Review of:Stiell IG, Nesbitt LP, Pickett W, et al: “The OPALS Major Trauma Study: Impact of advanced life-support on survival and morbidity.” Canadian Medical Association Journal. 178(9):1141-1152, 2008.
The Ontario Prehospital Advanced Life Support (OPALS) Major Trauma Study was a before-and-after, system-wide controlled clinical trial conducted in 17 cities. The researchers enrolled adult patients who had experienced major trauma in a basic life-support phase and a subsequent advanced life-support phase (during which paramedics were able to perform endotracheal intubation and administer fluids and drugs intravenously). The primary outcome was survival to hospital discharge.
Among the 2,867 patients enrolled in the BLS (n = 1,373) and ALS (n = 1,494) phases, characteristics were similar. This included mean age (44.8 v. 47.5 years), frequency of blunt injury (92.0% v. 91.4%), median injury severity score (24 v. 22) and percentage of patients with Glasgow Coma Scale (GCS) score less than 9 (27.2% v. 22.1%). Survival didn’t differ overall (81.1% among patients in the ALS phase v. 81.8% among those in the BLS phase; p = 0.65).
However, among patients with GCS score less than 9, survival was lower among those in the ALS phase (50.9% v. 60.0%; p = 0.02).

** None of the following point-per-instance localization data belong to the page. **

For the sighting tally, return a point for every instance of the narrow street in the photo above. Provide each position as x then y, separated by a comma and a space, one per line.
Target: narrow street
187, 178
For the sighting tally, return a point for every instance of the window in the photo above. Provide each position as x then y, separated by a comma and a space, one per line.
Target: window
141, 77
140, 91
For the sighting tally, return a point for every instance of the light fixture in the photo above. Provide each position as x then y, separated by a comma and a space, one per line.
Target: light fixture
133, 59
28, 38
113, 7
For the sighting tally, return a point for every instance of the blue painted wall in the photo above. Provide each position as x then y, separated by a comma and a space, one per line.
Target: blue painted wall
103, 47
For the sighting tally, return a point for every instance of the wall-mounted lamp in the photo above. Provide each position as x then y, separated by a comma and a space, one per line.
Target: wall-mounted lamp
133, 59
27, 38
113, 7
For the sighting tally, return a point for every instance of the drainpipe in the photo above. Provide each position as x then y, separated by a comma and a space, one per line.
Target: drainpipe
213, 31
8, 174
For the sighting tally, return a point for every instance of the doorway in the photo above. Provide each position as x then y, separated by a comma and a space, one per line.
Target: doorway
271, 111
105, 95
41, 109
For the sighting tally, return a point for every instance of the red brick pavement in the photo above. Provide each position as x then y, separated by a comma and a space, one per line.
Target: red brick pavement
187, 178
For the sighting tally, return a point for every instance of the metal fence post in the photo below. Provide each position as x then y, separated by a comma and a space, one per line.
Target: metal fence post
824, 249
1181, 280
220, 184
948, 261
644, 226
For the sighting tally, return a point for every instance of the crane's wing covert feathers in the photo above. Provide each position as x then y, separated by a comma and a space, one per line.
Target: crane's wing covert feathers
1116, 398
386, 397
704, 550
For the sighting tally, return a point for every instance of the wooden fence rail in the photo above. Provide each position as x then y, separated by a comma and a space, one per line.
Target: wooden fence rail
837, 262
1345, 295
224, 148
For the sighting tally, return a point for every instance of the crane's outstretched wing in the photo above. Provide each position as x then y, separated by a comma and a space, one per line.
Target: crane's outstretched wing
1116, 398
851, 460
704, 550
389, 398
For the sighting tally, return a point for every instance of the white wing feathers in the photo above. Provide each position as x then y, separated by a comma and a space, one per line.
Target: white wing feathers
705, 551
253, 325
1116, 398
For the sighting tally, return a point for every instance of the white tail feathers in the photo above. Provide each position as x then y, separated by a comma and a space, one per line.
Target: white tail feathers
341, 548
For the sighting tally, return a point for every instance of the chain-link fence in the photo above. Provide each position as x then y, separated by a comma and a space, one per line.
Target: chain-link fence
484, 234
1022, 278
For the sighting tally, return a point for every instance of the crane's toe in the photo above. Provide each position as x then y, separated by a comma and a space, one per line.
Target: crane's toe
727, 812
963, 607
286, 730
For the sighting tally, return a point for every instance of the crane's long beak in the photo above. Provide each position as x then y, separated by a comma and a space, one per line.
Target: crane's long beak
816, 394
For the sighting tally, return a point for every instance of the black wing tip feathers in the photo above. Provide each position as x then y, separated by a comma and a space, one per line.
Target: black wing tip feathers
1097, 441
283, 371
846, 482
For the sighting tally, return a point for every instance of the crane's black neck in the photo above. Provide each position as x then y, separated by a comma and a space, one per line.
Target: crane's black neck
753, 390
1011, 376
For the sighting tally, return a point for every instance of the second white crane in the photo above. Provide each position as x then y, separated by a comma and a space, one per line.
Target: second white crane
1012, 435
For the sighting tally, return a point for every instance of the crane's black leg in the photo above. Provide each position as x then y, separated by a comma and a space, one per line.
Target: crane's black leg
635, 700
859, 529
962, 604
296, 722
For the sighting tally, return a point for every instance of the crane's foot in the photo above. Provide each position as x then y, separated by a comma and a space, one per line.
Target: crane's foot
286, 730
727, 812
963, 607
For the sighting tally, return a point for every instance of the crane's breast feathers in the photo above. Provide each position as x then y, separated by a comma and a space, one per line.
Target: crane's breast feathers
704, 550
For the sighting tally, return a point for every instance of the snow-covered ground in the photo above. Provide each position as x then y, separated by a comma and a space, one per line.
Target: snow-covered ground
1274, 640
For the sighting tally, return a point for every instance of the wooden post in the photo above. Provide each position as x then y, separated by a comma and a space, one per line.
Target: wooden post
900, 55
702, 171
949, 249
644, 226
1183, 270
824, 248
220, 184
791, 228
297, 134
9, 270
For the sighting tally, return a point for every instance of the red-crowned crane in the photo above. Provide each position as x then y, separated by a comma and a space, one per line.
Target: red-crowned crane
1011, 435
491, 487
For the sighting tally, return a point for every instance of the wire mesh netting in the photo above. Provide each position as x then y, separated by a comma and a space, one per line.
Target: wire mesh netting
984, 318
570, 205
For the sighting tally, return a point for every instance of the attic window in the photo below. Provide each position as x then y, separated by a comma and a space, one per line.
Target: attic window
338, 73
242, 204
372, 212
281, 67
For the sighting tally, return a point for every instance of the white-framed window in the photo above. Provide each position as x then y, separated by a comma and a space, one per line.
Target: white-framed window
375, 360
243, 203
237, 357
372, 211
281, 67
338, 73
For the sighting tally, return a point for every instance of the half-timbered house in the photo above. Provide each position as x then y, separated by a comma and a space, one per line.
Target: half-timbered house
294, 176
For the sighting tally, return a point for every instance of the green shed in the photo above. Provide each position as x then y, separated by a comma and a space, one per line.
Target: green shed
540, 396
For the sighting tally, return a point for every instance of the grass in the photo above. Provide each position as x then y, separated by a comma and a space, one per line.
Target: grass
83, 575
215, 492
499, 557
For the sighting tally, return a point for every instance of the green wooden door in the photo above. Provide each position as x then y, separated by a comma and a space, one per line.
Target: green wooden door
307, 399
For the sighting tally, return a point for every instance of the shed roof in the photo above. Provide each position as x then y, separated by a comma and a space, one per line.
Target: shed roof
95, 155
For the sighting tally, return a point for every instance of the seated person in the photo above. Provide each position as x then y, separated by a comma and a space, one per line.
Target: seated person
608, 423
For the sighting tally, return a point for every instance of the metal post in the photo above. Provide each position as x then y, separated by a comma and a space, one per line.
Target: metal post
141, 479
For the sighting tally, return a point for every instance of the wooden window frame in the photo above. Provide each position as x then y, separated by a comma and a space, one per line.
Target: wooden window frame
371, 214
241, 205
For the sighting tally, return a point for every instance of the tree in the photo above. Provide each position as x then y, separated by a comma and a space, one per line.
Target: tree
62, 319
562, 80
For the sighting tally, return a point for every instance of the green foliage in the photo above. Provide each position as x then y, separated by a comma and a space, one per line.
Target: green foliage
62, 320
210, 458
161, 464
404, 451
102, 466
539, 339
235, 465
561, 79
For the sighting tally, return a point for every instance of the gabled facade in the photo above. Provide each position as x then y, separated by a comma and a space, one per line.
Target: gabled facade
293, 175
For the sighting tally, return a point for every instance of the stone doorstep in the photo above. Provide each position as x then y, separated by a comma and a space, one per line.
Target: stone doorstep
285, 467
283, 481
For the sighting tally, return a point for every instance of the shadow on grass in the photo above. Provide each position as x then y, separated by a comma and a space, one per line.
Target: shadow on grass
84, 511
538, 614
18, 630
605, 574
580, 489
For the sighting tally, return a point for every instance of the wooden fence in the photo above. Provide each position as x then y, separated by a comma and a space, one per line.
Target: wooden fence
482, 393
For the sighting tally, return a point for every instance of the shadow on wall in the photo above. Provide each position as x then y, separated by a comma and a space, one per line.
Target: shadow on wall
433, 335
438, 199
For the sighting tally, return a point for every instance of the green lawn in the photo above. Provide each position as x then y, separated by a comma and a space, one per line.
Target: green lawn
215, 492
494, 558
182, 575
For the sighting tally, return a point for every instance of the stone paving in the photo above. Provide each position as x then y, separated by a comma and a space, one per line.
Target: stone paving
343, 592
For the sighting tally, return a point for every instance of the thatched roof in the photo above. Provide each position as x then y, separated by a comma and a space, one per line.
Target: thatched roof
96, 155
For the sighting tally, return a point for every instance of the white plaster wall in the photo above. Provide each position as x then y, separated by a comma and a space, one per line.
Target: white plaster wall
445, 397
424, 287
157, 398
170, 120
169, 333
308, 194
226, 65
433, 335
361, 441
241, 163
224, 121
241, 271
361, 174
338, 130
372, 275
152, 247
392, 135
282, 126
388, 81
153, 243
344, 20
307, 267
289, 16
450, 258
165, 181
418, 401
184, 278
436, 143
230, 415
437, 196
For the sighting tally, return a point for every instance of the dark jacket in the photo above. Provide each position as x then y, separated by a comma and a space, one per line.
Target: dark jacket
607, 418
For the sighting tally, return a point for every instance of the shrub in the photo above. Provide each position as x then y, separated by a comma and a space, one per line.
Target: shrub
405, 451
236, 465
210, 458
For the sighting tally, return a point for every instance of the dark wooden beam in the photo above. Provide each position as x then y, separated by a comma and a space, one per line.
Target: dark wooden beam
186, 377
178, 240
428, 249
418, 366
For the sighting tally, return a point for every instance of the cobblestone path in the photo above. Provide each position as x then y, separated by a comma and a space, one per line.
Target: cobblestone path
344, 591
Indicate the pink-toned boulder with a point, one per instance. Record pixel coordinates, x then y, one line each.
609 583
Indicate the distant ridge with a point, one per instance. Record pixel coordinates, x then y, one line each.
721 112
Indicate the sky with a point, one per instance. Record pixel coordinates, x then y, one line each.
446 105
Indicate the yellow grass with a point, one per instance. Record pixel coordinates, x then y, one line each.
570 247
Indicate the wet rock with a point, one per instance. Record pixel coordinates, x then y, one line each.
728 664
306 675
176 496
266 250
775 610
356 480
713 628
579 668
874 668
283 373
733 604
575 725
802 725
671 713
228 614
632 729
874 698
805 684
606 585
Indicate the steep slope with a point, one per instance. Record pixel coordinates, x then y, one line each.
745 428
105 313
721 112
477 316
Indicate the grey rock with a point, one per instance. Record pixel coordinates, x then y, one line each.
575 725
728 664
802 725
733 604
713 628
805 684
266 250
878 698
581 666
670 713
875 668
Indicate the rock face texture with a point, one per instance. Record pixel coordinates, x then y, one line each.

The OPALS Major Trauma Study showed that system-wide implementation of full ALS programs didn’t decrease mortality or morbidity for major trauma patients. They also found that during the ALS phase, mortality was greater among patients with Glasgow Coma Scale scores less than 9. The authors concluded, “We believe that emergency medical services should carefully re-evaluate the indications for and application of prehospital advanced life-support measures for patients who have experienced major trauma.”
This study will add fuel to the fire that continues to rage across the U.S. Is ALS better than BLS? Before we go on, remember that a Canadian EMT has many times the training hours of the U.S. EMT-Basic. With that being said, the OPALS study spent $15.8 million dollars in training and operational upgrades to implement ALS for trauma. During the ALS phase of this study, only 102 intubations were performed on 1,492 patients. That’s $154,000 per intubation. OK, that’s not fair. They also established 779 IVs, ran fluids 144 times and gave morphine 35 times. Let’s just call it 1,060 ALS interventions. That’s more reasonable — $14,905 per intervention.
But it didn’t make any difference!
More importantly, when they noted the subset of patients who were intubated were those with GCS less than 9 because they didn’t have RSI. Not surprising, they had poorer outcomes similar to what has been documented in other studies with traumatic head injury and prehospital intubation.
Now, before you start sending me death threats: Do I think there is a role for ALS in trauma? Absolutely. But is the answer to simply train everyone and send them forth, like they did in Canada, and then hope for the best. No. We must learn from our brave northern brethren and examine our systems closely. Further, we must make risk-benefit analysis the cornerstone of any implementation. Bigger isn’t always better. In many if not most systems, pre-planning and a tincture of accelerator may save more lives than the ET tube or salt water.